The lights shined bright inside the State Farm Arena in Hidalgo, Texas as Premier Boxing Champions made its way to the Lone Star State.
Omar Figueroa Jr. (25-0-1, 18 KOs) headlined the event, as he took on the resilient Scotsman, Ricky Burns (37-5-1, 11 KOs). Figueroa, fighting in his backyard, was making his Light Welterweight debut and was highly tested by Burns, who was skeptical prior to the bout about gaining a decision in Hidalgo over the hometown hero.
From the opening bell, the fighters wasted no time exchanging heavy blows on one another. The larger Figueroa used his size and noticeable weight advantage to bully Burns into brawling with him on the inside.
Figueroa is no stranger to brawl tactics as he’s proven so in previous encounters, but Burns on the other hand stated after the fight that his strategy was to come out boxing for the first half of the bout, but “Panterita” axed that plan from the get go.
The fight wasn’t the cleanest we’ve seen, with blows being thrown to the back of the heads of both fighters, non-stop clinching and pushing, and with the way referee Laurence Cole was governing the bout, we were liable to see a DDT at any point.
Burns was deducted a total of two points by the end of the match for holding, which gave Figueroa an edge in the fight where arguably he himself could have been deducted points for the same behavior.
While there was good action throughout the rounds, it was difficult to determine who got the better of whom or highlight a standout moment. Though Figueroa was able to land multiple uppercuts while inside that snapped Burns’ neck back and pleased the 4,000-plus fans in the arena.

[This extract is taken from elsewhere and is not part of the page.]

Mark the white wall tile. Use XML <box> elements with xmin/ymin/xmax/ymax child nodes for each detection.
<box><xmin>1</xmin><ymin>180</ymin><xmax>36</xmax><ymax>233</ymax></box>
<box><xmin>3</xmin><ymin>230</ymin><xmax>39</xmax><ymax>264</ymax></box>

Burns landed plenty of licks himself and according to Compubox, outpunched Figueroa 289-270. Figueroa would eventually come out on top on the judge’s scorecards unanimously by scores of 117-109, 116-110 and 116-110, which demonstrates a damn near landslide victory.
While the crowd and Figueroa reveled in the victory, most people sitting in press row saw the fight as a much closer competition.
“I think it was his size that gave me problems more than anything. I don’t know what weight he came into the ring, but it was a lot bigger than me,” Burns said.
I asked Figueroa if he felt the weight made a difference in the bout.
“It might have. At this point fighting a fight like that you never know what it is,” Figueroa said. “In a fight like this it takes a lot out of you to have a fighter leaning and using his weight on you for four rounds much less 12 rounds. I was just thankful that I was in shape and didn’t let my fans down.”
While Omar Figueroa Jr. came out with the victory today, I can’t say that I was sold on his performance. The brawling/puncher style he possesses is crowd-pleasing, but given an opponent with better ring IQ and boxing ability we may see him struggle.
Only time will tell what’s next for Figueroa as he will take some time to evaluate his performance and of course consult his manager Al Haymon. Expect Figueroa to be back in the ring sometime before the end of the year as the young Texan aspires to be the next big thing in boxing.